Since President Donald Trump’s January 20th inauguration, the strengths and weaknesses of our healthcare system have taken center stage in both the federal and state political narrative. This week, Massachusetts transitioned from policy debate into legislative enactment as House members took action to slow the incredible growth in enrollment of state residents in MassHealth.

The program has boomed since healthcare reform passed in Massachusetts in 2006. It rose again under the Medicaid expansion policy within President Obama’s 2010 Affordable Care Act. Currently, the Commonwealth’s public health care option makes up 40 percent of the Massachusetts budget and data shows this number is only on the rise.

In February, Governor Charlie Baker surprised the business community and legislature by including an employer mandate in his budget proposal. The mandate requires employers to provide coverage to full-time employees or be subjected to a financial penalty.

From February to April, debate and advocacy against the policy has been fierce. This week, we witnessed three members of the Republican House minority propose their own solution, offering work requirements and other restrictions to limit access to MassHealth.
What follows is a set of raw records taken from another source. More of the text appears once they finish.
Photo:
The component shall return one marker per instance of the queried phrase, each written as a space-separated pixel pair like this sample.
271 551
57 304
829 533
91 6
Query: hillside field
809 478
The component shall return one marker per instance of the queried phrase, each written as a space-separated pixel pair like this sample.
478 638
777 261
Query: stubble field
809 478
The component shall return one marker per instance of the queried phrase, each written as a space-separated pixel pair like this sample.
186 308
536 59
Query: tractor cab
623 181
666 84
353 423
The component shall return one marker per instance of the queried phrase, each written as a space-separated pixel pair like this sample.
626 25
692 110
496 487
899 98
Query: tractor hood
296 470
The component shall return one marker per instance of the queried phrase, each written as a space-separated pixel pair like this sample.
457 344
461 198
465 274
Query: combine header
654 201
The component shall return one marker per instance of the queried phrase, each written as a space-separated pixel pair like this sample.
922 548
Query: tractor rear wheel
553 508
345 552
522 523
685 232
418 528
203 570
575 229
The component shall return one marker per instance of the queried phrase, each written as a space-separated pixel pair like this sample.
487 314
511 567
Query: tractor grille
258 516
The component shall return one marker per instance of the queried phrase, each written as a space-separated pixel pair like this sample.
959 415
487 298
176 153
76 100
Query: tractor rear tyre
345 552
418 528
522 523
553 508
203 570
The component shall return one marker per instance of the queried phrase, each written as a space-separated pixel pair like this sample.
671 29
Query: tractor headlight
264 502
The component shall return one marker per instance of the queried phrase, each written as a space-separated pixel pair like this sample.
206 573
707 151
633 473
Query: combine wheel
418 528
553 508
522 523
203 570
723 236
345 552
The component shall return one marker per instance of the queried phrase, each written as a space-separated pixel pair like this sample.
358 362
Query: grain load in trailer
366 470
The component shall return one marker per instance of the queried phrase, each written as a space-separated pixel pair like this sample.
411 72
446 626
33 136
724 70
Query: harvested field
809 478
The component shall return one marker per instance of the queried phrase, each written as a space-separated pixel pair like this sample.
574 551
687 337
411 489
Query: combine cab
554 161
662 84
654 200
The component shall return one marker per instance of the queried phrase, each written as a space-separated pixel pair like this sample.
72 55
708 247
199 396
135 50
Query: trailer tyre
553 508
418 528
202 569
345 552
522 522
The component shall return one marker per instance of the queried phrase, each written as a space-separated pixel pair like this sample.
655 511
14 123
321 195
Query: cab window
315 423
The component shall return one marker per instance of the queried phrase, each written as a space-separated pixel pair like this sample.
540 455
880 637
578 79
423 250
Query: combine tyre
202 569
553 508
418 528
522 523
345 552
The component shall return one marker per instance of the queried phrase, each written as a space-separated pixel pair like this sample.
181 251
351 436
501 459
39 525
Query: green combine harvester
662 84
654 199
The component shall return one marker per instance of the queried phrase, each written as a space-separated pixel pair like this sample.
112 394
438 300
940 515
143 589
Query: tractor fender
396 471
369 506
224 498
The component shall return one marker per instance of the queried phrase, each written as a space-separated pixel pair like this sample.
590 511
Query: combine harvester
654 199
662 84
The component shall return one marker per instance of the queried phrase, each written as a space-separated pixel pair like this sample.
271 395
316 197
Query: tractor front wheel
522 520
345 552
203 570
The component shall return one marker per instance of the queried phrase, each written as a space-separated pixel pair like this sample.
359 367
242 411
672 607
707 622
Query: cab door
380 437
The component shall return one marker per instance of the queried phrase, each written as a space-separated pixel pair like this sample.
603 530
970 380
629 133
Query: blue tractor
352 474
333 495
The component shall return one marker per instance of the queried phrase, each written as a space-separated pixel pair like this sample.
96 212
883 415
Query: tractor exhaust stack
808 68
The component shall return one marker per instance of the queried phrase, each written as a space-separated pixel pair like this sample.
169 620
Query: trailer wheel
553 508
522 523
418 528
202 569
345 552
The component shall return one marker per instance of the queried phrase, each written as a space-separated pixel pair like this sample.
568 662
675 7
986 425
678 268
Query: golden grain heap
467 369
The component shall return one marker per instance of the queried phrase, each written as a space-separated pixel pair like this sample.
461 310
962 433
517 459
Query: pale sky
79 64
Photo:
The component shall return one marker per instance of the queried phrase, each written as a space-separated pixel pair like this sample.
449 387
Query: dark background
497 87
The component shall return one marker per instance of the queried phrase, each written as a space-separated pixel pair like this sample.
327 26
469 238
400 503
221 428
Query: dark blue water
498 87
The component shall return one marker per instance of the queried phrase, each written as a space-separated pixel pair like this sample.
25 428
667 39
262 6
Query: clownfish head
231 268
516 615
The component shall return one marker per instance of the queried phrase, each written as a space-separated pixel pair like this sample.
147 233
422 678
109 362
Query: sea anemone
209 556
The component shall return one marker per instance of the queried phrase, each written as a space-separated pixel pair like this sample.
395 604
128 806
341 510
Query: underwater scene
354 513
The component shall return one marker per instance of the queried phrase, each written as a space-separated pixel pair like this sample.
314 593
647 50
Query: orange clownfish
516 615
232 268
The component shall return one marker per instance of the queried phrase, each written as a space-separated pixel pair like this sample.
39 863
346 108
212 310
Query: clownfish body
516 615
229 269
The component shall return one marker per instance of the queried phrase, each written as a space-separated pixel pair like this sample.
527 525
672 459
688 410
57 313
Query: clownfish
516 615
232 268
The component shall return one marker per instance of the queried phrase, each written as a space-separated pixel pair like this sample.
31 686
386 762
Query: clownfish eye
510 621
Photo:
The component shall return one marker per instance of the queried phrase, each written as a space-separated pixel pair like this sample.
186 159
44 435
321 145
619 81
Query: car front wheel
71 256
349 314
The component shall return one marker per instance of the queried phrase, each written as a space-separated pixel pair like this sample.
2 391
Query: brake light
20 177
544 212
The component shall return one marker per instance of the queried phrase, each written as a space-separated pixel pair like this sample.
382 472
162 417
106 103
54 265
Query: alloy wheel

On Tuesday, the Massachusetts House of Representatives voted to include within its Fiscal Year 2018 budget bill a major policy shift in an attempt to lessen the exponential growth of MassHealth. Ultimately, the House chose to include the employer insurance mandate proposed by Baker in the over $40 billion appropriations bill, making a hefty bet that the mandate will in fact cool growth.

Now, we wait to see if the State Senate includes the same language in its budget proposal, set to be released in May. And, in the long term, we wait and see if these measures ultimately have the desired effect in slowing MassHealth enrollment.